Одна отдельно счастливая жизнь. Записки художника - страница 18
9 мая. Victoria!
В детдоме мне обрадовались, но я видел, что меня подзабыли, Булкой уже никто не называл. В остальном все было по-старому. Мы все снова были за городом, в летнем лагере, опять на той же Зеленоградской, только с правой стороны. И снова стали зарабатывать трудодни в колхозе XVII партсъезда. Мне еще надо было осенью сдать экстерн за IV класс, так как я с января все уроки пропустил. Пришлось с Евгенией Васильевной сидеть после обеда. Для меня это была только радость, поскольку иногда она приносила мне такие же замечательные открытки, как и раньше. У нее, видимо, была большая коллекция. Были виды городов – Владимир, Новгород, Париж, Венеция, Рим. Были “Гербы губернских городов Российской империи”, балерины, актеры.
В колхозе после нудных и противных бесконечных прополок нас вдруг послали на сбор клубники – в виде премии. Конечно, мы постарались ее поесть побольше, “на всю жизнь”. Открыли волейбольную площадку, повесили сетку. По вечерам играли до самой темноты, потом шли на речку.
Следующая зима пролетела как-то незаметно, без происшествий. Постоянно ходили смотреть салюты. И весной – яркая вспышка: День Победы. Я с утра отпросился в город и помчался в центр пешком, бегом, на Манежную и на Красную площади. Весь центр был забит народом, все орали от радости, целовались, военных подбрасывали вверх. Помню иностранных военных на балконе “Интуриста”, которые пальцами показывали ликующей толпе знак “V”, Victoria, Победа, а наши не понимали и кричали им “Ура! Ура!”. После ужина все наши помчались на Красную площадь смотреть салют. Передать то ощущение счастья и всеобщей любви друг к другу – невозможно. Народ на Красной площади во время салюта пришел в состояние невероятного возбуждения, люди не знали, как еще выразить абсолютное счастье: прыгали, пели, обнимались, бросали цветы, кричали “Ура!” из последних сил. И после салюта долго еще не расходились. В эту ночь у нас в детдоме никто не спал, сидели в зале, мечтали о будущем.
Будни военных лет
После Дня Победы в детдоме все стали вспоминать будни военных лет. Я тоже стал вспоминать, как в 41-м ходил по Москве без всякой цели. Ходили с кем-то из ребят смотреть, как разбомбили дома за Красной площадью, в Зарядье, и рядом с нами, на улице Мархлевского или на Трубной. Надо сказать, что руины обычно убирали очень быстро. Но у нас, на улице Кирова, половина пятиэтажного дома очень долго, всю зиму, стояла как была. Две стены рухнули, комнаты были наружу, но с внутренней стороны закрыты на замок. С улицы все это выглядело как пять театральных декораций, стоящих одна на другой.

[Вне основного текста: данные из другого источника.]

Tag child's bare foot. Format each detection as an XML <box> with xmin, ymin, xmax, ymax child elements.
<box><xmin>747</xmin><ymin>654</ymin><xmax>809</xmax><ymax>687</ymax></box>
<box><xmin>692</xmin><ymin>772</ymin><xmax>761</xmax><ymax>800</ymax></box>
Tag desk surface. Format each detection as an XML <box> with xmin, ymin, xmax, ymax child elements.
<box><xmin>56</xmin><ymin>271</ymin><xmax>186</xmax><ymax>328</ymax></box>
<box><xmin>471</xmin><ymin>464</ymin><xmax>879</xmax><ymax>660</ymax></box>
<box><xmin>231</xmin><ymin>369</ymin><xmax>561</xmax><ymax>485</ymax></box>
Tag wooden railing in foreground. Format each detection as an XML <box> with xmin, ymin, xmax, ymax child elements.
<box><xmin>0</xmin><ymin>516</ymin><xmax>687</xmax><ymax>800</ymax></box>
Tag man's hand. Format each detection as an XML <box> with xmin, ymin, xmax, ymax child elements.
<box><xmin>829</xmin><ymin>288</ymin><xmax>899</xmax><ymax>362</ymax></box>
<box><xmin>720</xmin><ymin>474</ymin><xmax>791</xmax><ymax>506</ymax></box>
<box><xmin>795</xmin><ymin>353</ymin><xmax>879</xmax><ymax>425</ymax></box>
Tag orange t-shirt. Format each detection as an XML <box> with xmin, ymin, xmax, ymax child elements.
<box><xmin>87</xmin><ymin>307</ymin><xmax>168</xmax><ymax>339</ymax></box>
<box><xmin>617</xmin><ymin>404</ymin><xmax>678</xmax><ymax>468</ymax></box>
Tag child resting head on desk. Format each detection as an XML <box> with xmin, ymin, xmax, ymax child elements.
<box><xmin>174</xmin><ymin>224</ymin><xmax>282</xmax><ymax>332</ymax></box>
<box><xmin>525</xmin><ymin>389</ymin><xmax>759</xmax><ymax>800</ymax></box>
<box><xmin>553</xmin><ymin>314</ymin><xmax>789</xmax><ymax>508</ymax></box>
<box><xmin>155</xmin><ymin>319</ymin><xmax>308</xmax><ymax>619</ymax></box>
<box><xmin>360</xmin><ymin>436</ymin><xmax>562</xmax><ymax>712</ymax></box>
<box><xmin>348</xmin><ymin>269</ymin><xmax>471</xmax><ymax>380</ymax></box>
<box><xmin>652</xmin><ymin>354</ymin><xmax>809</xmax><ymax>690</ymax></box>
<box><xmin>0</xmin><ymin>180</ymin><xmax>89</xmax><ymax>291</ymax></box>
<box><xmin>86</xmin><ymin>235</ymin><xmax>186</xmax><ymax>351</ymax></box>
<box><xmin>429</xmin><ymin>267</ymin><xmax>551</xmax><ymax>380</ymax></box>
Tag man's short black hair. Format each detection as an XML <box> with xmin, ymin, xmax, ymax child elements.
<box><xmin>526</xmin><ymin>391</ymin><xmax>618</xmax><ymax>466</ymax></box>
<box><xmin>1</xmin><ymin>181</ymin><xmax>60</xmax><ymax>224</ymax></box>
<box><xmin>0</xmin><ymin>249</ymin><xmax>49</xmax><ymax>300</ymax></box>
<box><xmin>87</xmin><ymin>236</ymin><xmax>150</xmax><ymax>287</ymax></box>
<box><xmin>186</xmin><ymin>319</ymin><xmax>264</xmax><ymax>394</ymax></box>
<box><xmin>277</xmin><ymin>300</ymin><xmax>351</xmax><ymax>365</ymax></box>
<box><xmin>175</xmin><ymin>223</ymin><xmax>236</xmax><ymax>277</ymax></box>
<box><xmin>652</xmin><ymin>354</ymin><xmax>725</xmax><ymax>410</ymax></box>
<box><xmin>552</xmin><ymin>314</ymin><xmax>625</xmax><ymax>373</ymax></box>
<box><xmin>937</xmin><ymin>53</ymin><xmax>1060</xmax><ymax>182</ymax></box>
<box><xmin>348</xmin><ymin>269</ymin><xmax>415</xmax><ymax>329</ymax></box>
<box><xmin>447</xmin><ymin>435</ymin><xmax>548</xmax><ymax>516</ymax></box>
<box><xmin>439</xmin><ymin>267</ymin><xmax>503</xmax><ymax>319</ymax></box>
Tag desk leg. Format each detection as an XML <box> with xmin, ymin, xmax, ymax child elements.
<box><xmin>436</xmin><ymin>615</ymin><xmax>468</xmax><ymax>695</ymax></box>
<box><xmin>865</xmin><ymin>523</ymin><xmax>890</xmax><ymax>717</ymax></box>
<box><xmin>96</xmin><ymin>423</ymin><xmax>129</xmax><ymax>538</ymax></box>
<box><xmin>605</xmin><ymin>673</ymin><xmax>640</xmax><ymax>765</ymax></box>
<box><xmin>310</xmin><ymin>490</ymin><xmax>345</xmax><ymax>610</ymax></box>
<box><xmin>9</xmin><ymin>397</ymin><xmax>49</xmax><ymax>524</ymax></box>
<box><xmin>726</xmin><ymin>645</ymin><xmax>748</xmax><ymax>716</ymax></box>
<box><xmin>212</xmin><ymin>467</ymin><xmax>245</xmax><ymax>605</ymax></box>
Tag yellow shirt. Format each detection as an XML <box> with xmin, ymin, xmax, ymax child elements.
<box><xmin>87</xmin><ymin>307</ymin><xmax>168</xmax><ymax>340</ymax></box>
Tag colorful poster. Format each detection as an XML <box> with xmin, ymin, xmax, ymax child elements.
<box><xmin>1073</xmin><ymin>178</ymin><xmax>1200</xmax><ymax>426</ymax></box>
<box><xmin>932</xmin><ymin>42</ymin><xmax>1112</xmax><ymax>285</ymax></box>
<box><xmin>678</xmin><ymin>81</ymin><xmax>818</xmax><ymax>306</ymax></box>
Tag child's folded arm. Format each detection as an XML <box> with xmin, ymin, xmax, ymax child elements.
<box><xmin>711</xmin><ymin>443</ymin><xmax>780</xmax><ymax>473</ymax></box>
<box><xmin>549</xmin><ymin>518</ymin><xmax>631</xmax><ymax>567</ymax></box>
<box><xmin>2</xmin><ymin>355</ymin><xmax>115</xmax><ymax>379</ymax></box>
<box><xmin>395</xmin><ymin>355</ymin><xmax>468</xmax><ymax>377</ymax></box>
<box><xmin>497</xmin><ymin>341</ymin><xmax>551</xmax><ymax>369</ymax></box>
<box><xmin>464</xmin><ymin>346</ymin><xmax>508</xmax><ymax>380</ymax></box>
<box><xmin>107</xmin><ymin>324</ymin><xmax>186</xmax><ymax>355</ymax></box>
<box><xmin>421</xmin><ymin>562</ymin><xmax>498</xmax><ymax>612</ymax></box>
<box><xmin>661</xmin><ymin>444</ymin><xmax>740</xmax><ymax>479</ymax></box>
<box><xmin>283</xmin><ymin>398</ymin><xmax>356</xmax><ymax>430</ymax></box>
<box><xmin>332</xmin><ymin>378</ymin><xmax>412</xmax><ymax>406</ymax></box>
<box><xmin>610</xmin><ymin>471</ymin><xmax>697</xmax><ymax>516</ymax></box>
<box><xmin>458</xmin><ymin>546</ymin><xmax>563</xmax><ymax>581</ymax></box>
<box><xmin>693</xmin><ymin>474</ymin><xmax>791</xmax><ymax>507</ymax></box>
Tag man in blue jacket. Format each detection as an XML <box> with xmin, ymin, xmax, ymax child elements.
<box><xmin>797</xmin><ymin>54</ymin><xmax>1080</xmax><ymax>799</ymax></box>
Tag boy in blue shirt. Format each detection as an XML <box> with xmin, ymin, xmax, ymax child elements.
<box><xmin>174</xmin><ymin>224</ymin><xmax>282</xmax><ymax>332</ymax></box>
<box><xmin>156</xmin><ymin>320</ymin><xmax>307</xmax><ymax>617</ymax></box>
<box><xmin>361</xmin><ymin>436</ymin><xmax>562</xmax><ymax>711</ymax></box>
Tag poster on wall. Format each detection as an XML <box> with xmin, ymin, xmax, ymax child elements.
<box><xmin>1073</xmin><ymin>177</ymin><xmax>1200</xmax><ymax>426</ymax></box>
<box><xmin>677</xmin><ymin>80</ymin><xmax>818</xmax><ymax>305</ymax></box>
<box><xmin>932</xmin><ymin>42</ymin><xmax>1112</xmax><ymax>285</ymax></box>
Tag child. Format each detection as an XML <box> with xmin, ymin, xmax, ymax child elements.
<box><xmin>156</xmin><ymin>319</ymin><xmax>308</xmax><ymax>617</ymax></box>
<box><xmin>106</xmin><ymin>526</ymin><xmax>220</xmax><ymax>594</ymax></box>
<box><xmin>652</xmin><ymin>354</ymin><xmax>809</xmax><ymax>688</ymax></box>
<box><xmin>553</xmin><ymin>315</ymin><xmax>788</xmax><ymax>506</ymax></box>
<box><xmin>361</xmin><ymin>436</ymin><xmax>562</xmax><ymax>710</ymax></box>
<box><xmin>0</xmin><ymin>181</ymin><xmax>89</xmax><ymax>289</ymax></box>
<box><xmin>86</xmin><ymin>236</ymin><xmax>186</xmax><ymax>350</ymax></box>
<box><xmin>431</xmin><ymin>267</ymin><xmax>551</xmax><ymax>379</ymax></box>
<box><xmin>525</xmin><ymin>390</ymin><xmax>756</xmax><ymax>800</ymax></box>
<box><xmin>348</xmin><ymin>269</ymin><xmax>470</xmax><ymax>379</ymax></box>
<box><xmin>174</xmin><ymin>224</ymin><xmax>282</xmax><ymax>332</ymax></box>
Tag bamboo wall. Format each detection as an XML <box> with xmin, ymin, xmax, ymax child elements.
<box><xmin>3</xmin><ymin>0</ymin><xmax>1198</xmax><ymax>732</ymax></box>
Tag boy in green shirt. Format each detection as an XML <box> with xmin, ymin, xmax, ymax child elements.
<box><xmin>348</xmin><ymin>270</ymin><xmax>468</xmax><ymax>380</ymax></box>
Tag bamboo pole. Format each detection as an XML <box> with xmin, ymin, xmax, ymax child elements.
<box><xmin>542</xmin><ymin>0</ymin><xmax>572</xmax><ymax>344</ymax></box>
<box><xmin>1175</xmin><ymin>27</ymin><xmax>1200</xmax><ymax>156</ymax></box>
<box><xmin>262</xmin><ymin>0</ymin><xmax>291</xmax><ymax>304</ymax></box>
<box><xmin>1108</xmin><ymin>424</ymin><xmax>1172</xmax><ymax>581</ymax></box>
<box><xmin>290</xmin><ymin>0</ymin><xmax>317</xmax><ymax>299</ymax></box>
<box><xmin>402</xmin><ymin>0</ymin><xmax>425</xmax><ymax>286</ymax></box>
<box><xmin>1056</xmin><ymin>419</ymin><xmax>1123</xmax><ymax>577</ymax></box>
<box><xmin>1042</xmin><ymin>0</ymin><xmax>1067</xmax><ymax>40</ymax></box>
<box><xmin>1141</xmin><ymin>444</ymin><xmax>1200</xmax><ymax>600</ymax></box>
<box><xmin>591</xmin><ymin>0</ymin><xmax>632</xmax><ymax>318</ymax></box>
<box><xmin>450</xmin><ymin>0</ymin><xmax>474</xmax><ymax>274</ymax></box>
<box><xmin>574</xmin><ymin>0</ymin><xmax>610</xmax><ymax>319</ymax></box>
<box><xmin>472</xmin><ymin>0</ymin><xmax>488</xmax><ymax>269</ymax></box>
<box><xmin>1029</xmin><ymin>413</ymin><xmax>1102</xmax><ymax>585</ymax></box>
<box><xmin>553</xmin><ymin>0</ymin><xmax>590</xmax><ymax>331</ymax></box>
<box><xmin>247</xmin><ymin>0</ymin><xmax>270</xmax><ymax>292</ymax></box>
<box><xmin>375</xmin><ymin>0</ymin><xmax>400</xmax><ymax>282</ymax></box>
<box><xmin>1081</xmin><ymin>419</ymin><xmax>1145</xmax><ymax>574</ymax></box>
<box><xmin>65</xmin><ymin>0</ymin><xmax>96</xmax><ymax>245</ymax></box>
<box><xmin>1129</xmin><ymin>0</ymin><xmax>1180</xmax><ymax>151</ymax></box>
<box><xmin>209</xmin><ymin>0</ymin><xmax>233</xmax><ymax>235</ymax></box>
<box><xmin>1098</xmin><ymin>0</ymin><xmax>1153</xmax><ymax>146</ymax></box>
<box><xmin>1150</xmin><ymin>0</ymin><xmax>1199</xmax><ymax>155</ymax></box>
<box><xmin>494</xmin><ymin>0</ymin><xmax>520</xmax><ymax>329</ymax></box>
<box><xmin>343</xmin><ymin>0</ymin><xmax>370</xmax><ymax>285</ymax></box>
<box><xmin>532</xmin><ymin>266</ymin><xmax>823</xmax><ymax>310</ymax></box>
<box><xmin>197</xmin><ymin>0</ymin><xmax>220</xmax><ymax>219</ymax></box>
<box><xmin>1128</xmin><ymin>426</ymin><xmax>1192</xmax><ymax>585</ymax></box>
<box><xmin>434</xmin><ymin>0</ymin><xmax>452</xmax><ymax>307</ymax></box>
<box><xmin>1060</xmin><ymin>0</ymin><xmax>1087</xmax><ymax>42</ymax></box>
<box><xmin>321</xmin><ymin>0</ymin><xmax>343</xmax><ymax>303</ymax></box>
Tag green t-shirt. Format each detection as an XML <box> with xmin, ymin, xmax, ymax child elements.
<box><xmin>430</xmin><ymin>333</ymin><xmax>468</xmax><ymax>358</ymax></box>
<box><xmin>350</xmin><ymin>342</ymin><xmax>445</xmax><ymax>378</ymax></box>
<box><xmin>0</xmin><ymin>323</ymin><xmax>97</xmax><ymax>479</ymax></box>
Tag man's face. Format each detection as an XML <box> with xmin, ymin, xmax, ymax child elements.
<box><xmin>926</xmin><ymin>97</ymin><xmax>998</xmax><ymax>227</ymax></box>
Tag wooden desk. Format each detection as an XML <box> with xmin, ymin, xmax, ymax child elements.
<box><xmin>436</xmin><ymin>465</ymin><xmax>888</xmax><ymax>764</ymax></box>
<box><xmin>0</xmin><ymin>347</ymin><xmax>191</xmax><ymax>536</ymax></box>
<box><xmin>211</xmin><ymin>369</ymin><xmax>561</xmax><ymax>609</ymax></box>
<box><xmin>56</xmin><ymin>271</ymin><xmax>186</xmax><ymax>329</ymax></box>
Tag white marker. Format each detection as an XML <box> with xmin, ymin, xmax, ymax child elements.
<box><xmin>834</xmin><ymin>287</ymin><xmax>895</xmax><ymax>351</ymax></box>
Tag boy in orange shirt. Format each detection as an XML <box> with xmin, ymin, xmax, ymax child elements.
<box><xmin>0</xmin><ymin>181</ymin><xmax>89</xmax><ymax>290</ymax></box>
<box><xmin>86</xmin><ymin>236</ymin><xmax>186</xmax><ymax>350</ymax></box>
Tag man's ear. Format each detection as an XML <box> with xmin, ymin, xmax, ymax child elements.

Мои соседки-девочки приходили поздно, усталые, в гимнастерках и серых телогрейках, казались совсем измученными. Я работал во дворе, на овощной базе, где мы с ребятами таскали мешки допоздна, приносил какие-то “трофеи”. В нашей квартире была большая ванная комната с душем. В ней стояло и висело множество корыт, тазов и шаек. Девочки кипятили на примусах воду, разбавляли, делали теплую, ставили меня в корыто и мыли мочалкой с мылом все втроем. Мне, помню, и в голову не приходило, что их надо стесняться. Я к ним так привык, что считал их сестрами. Сколько лет им было – не знаю, но вроде двое кончали школу, а третья, темноволосая Люся, выглядела немного старше.
Тревоги в Москве продолжались; однажды взрывной волной от фугасной бомбы меня буквально выбросило, и я летел через весь наш коридор, метров пять. Второй раз я испытал такой удар на крыше, но, по счастью, упал в окно чердака и легко отделался ушибами и синяками.